I got everyone out of the car, put them at the side of the "road" and told them to wait while I ran up the hill further to a main road I could hear ahead (probably the road we should have been on, no doubt). My heart was pounding because I could not imagine how I was going to find help. When I reached the top, there was a small parking lot across the street with just 6-8 spaces. In the parking lot, I saw a group of six or so men putting on their helmets and getting ready to ride off on their motorcycles. I didn't even think, I just tore across the street and ran up to them. I could barely speak I was so distraught. I asked them if any of them spoke English and a few nodded their heads. I explained the situation we were in and pleaded with them for help. They immediately agreed to help.


Three of them walked back down the hill with me to assess the situation and try to figure out what to do. They suggested they try to push the car up and out, if possible and I agreed that would most likely be our best bet. One of them took the keys, got in the car, and started it, while the others started to push from behind. If the car had slipped any further over the edge, pushing it would have been impossible.

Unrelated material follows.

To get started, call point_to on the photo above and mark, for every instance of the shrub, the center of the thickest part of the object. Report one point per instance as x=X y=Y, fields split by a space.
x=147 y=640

I too got behind the car as well as the kids, and we all pushed, while the skillful driver negotiated the steering as he went up, to avoid the huge muddy ditch I had gotten stuck in to begin with.

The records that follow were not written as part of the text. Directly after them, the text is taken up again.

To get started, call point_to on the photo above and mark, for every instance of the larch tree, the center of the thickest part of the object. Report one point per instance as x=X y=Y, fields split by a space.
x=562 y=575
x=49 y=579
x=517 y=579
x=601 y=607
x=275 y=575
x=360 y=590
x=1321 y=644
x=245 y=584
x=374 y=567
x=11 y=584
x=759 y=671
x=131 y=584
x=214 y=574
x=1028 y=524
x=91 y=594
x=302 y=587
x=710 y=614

My heart pounded as they struggled to get our poor VW Passat up the impossibly steep, poorly paved road. After some time, the car finally reached the top and made it onto the main road. The gentleman driving the car pulled it over to the small lot across the street, where their motorcycles were, and parked it for me. I ran up to each of the men who had helped us and threw my arms around them. I was filled with such deep gratitude for these strangers who stopped what they were doing to help us out of a terrible and frightening situation.


I do not doubt that God was with us that morning. If I had arrived even two minutes later at the top of that hill those men would have been long gone. I could have arrived at the top of the hill and seen no one to ask for help or even encountered a group of little old German ladies (we have seen lots of them on our trip thus far), well-meaning, but incapable of helping. However, instead, I arrived to find a group of burly men on motorcycles all wearing helmets (and halos)!

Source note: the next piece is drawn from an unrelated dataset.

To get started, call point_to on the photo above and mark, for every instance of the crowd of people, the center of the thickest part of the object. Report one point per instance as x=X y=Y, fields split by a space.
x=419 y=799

Later in the day, as we were driving from Coburg to Bamberg, our final destination for the day, we were playing the radio in the car. Let It Be came on the radio. The kids and I all looked at each other with the same thought. This can't possibly be a coincidence. Let It Be is my mom's song, the song she wanted played at her funeral. It always has a way of eerily playing on the most random radio stations and at the strangest times, making it impossible to chalk it up to coincidence. Yesterday was no exception. I knew then that my mom had been there with us on that desolate road earlier that day when we found ourselves stranded. There was simply no other way to explain the good fortune we had in finding our motorbike guardian angels.


In the morning, we packed up our rental car per usual, which we barely fit in, Rothenburg Ob Der Tauber, and were on the road for Coburg by 8 as planned, with no idea of what lay ahead.


It was nothing short of a miracle that we (and our trusty VW Passat) made it out unharmed.


Arved, one of the men who helped us, gave us his number as he was leaving. I am so glad he did! We have been texting, almost non-stop, over the last few days, going over the events of that morning as well as sharing details of each other's lives. He shared with me that the man who helped drive our car out was his father, Lars. The other gentleman who helped push the car up the hill is a good friend of his father's, named Jurgen. Arved, who just turned 19 years old, was four to five hours from his hometown when our paths crossed in Coburg. As it turns out, he lives in the same region of Germany (lower Saxony) where my father was born and raised. Like the village where my dad spent his childhood, Arved is also from a small village, about 30 minutes away from my dad's childhood home. What are the chances? Life can be so strange.


Without a doubt, this will be the most memorable story from our trip. Or at least I hope it is!